Turbine-Hybrid Driving Range
The benefit of Volvo’s hybrid approach is realized whenever lengthier drives are required. Using the ECC’s small gas turbine/generator to power the car’s 76 horsepower (56 kW) electric motor provides a range greater than 400 miles, and at emission levels that meet California’s ultra-low emission vehicle (ULEV) standard. Running on turbine-generated electrical power also provides 0-60 mph acceleration of about 13 seconds, much quicker than the ECC’s 23-second 0-60 mph acceleration times on battery power alone.
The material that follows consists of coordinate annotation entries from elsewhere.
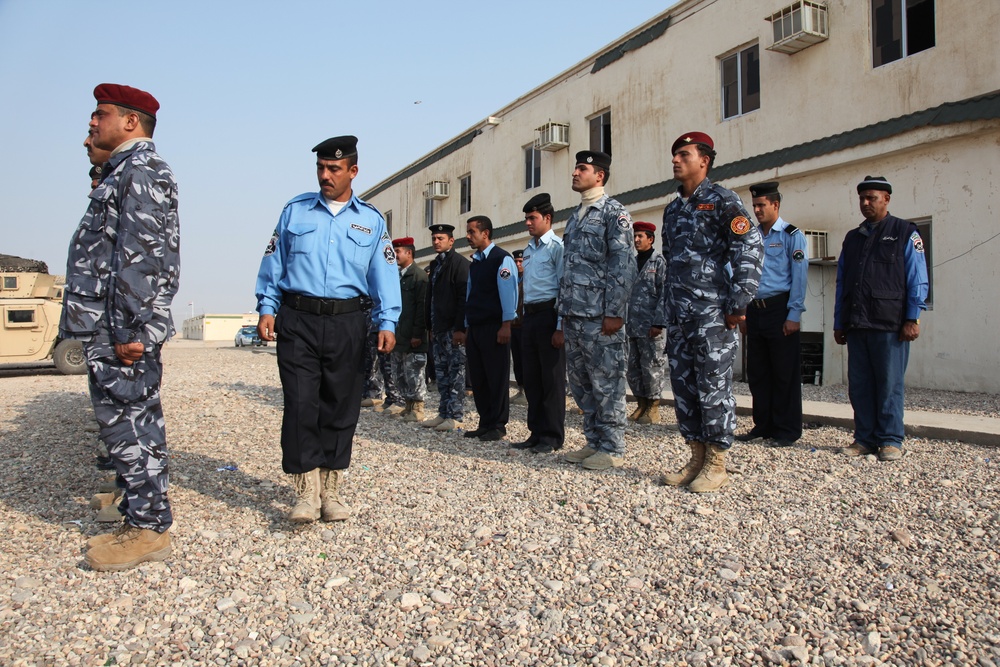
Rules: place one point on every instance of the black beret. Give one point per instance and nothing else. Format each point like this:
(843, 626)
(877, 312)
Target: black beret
(764, 189)
(538, 201)
(442, 229)
(875, 183)
(337, 148)
(596, 158)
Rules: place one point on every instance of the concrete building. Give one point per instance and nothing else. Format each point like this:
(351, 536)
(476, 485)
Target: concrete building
(216, 326)
(816, 95)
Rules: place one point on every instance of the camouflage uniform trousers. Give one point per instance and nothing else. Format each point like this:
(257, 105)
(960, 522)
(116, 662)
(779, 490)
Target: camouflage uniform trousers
(647, 366)
(127, 407)
(701, 354)
(408, 374)
(595, 365)
(449, 369)
(378, 376)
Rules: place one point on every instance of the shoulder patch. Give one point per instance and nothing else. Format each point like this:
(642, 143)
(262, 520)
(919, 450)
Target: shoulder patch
(740, 225)
(272, 245)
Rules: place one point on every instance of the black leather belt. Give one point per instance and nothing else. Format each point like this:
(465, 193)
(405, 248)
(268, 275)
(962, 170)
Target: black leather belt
(770, 302)
(310, 304)
(532, 308)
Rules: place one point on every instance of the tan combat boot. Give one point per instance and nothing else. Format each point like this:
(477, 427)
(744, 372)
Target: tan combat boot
(129, 548)
(307, 497)
(713, 475)
(686, 475)
(652, 413)
(333, 508)
(416, 413)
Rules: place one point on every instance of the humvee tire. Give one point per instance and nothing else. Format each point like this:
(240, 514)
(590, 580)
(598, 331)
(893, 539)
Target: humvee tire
(69, 358)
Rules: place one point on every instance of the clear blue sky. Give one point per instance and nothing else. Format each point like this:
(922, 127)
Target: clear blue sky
(246, 89)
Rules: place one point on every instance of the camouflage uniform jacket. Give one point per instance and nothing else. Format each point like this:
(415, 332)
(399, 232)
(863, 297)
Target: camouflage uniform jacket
(714, 255)
(645, 305)
(124, 260)
(598, 262)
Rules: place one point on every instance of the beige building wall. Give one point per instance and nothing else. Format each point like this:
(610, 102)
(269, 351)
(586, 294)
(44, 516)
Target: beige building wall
(216, 326)
(827, 118)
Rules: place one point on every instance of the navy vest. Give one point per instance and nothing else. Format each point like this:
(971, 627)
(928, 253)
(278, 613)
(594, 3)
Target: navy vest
(483, 305)
(874, 288)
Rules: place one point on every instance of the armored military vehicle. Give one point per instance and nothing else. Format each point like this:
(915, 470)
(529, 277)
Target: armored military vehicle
(30, 304)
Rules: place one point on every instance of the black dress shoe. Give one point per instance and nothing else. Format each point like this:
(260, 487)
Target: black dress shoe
(750, 436)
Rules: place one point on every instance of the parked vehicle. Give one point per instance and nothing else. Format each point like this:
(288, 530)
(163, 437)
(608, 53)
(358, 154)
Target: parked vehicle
(248, 336)
(30, 306)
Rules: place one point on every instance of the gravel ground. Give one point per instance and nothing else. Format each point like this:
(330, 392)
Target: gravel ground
(468, 553)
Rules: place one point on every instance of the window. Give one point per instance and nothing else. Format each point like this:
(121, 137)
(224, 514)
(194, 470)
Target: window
(465, 196)
(901, 28)
(741, 82)
(924, 227)
(600, 133)
(532, 167)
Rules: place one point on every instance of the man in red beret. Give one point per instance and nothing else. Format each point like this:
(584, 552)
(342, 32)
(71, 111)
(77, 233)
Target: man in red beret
(410, 354)
(714, 256)
(121, 276)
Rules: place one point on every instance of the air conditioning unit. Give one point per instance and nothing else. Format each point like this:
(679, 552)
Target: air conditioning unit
(552, 137)
(436, 190)
(798, 26)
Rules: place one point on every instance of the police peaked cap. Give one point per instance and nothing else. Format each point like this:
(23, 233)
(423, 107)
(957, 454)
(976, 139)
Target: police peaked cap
(442, 229)
(597, 159)
(764, 189)
(538, 201)
(337, 148)
(692, 138)
(875, 183)
(126, 96)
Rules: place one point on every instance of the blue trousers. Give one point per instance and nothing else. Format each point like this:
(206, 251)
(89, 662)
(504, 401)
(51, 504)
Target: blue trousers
(876, 363)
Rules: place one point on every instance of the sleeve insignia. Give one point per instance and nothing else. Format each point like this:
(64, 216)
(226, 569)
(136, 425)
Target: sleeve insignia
(272, 245)
(740, 225)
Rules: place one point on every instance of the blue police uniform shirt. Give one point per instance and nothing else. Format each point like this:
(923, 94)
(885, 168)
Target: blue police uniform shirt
(542, 263)
(506, 286)
(316, 253)
(916, 277)
(785, 268)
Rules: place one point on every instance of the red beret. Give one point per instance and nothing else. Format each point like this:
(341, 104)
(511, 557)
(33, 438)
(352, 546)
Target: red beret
(692, 138)
(126, 96)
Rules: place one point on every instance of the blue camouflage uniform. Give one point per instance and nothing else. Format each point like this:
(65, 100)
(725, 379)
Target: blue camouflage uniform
(121, 277)
(646, 359)
(598, 271)
(324, 277)
(714, 257)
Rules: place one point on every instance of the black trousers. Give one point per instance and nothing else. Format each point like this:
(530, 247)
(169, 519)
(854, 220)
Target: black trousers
(320, 366)
(488, 365)
(544, 372)
(774, 371)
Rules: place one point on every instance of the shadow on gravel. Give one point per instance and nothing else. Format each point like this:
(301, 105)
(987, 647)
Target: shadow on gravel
(47, 467)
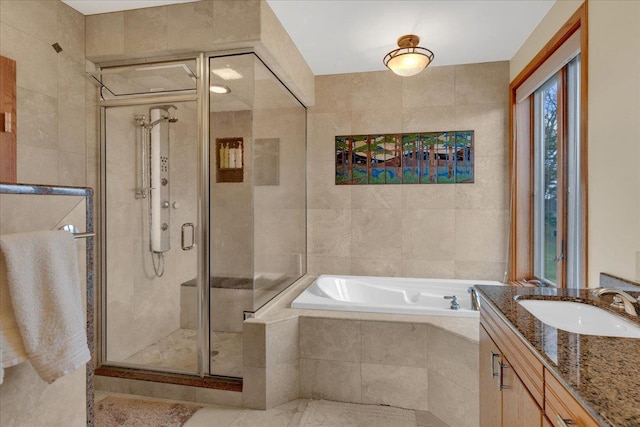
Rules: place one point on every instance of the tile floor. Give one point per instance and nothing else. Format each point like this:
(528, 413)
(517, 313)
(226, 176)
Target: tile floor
(290, 414)
(178, 351)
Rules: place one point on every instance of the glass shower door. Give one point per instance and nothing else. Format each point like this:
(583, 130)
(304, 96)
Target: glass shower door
(257, 198)
(150, 158)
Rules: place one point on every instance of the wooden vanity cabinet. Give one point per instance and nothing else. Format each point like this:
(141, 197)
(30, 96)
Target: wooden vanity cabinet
(504, 399)
(516, 390)
(561, 407)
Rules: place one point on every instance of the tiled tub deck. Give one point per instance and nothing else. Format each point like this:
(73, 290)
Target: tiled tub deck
(427, 363)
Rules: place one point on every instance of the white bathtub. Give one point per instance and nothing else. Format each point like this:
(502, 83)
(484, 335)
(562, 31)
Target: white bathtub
(389, 295)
Again, the slower acceleration would seem to be in a range acceptable within more crowded urban areas, while quicker turbine/generator-inspired sprints seem more in tune with the needs of open-road touring.
“The zero emitting vehicle to us is somewhat artificial because you still have emissions at the powerplants,” says Stephen Wallman, director of Complete Vehicle Product and Process at Volvo Car Corp. “Especially when you introduce global thinking, it doesn’t really matter too much if the powerplant is a little outside Los Angeles or in Los Angeles.”
More Versatile than a Battery EV
Still, why would Volvo pursue development of a proof-of-concept vehicle that may not qualify to fulfill what could be a huge niche market for ZEVs? “One way of looking at it is that it’s driven by customer demand,” says Wallman of the ECC. “It is one way of overcoming the shortfalls of straight electric vehicles. It has the possibility, with a super-clean heat engine and very efficient energy conversion to electric power, to give very low emissions and good fuel economy levels. It still depends on battery technology, but to a much lesser extent. In our view this makes hybrid propulsion the most realistic alternative in the middle range.”
It remains to be seen how well a production vehicle like the Volvo ECC could weather the zero-emission regulatory climate already in place in California, New York, Massachusetts, and coming soon to other states. With many R&D efforts developing serial hybrid EVs, and the U.S. Department of Energy embarking on a funding program for their development, it seems at least plausible that hybrids may have a place in our future. What that place may be, and to what extent they’ll be used in a zero-emission strategy, is an interesting question that’s yet to be answered.